| name | godmode:doublecheck |
| description | Three-layer verification pipeline for AI-generated output. Extracts every verifiable claim, searches for supporting or contradicting sources, runs an adversarial hallucination review, and produces a structured report with source links for human review. Use after any response that contains citations, statistics, legal/regulatory analysis, or specific factual claims you intend to rely on. Also use inline after your own substantive responses when accuracy matters.
|
| requires | [] |
| next | [] |
| argument-hint | [--deep] |
Doublecheck
Run a three-layer verification pipeline on AI-generated output. The goal is not to declare
what is true — it is to extract every verifiable claim, surface sources the user can check
independently, and flag hallucination patterns before they propagate.
When to Run
- After producing any response containing citations, statistics, legal or regulatory claims,
case references, or specific factual assertions
- When the user says "doublecheck that", "verify that", or "full report"

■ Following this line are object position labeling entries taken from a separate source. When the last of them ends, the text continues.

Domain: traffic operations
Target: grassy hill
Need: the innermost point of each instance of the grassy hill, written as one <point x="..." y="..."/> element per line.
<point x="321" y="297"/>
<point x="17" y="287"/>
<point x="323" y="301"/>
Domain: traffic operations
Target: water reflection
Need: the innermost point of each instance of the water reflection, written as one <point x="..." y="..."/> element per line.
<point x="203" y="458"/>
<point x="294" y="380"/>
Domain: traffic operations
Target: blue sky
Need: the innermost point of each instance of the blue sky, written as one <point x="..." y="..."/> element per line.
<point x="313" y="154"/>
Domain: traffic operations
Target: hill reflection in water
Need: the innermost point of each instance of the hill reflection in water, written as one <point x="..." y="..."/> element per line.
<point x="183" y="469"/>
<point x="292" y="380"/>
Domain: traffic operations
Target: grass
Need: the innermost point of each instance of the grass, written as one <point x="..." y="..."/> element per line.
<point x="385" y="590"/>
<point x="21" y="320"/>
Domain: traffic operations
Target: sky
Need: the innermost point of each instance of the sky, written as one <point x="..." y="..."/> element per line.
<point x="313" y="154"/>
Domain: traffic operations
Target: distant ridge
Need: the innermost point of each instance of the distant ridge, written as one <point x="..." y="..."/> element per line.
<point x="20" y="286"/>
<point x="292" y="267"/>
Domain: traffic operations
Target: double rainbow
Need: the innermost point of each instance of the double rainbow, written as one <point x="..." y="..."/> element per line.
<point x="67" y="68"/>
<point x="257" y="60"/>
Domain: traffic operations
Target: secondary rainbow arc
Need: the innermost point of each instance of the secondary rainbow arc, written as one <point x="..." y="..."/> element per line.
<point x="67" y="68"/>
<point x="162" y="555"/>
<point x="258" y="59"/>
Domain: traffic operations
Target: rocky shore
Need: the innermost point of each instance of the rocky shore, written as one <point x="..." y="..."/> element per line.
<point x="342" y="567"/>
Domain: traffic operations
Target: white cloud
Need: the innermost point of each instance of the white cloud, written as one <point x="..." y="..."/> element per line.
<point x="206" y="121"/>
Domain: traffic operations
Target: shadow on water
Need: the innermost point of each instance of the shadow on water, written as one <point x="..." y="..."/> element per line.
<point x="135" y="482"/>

- Before committing analysis, recommendations, or sourced content to a plan or document
- Any time a response felt confident about something specific — confidence is not accuracy
Layer 1: Self-Audit
Re-read the target output with a critical lens. No web searches yet — this layer is extraction
and internal analysis only.
Step 1: Extract Claims
Go through the text sentence by sentence and pull out every statement that asserts something
verifiable. Assign each a temporary ID (C1, C2, ...) for tracking.
| Category | What to look for | Examples |
|---|
| Factual | How things are or were | "Python was created in 1991" |
| Statistical | Numbers, percentages, quantities | "95% of enterprises use cloud services" |
| Citation | Specific documents, cases, laws, papers, standards | "Under Section 230 of the CDA...", "Mayo v. Prometheus (2012)" |
| Entity | Claims about people, organizations, products, places | "OpenAI was founded by Sam Altman and Elon Musk" |
| Causal | X caused Y, X leads to Y | "This vulnerability allows remote code execution" |
| Temporal | Dates, timelines, sequences | "Version 2.0 was released before the security patch" |
Step 2: Check Internal Consistency
Review extracted claims against each other:
- Does the text contradict itself? (two different dates for the same event)
- Are any claims logically incompatible?
- Does it make an assumption in one section that it contradicts in another?
Flag contradictions immediately — these need no external search to identify as problems.
Step 3: Initial Confidence Assessment
For each claim, assess from internal knowledge only:
- Is this accurate to your recollection?
- Is this a high-risk hallucination category? (Specific citations, precise statistics, and
exact dates are the most frequently fabricated.)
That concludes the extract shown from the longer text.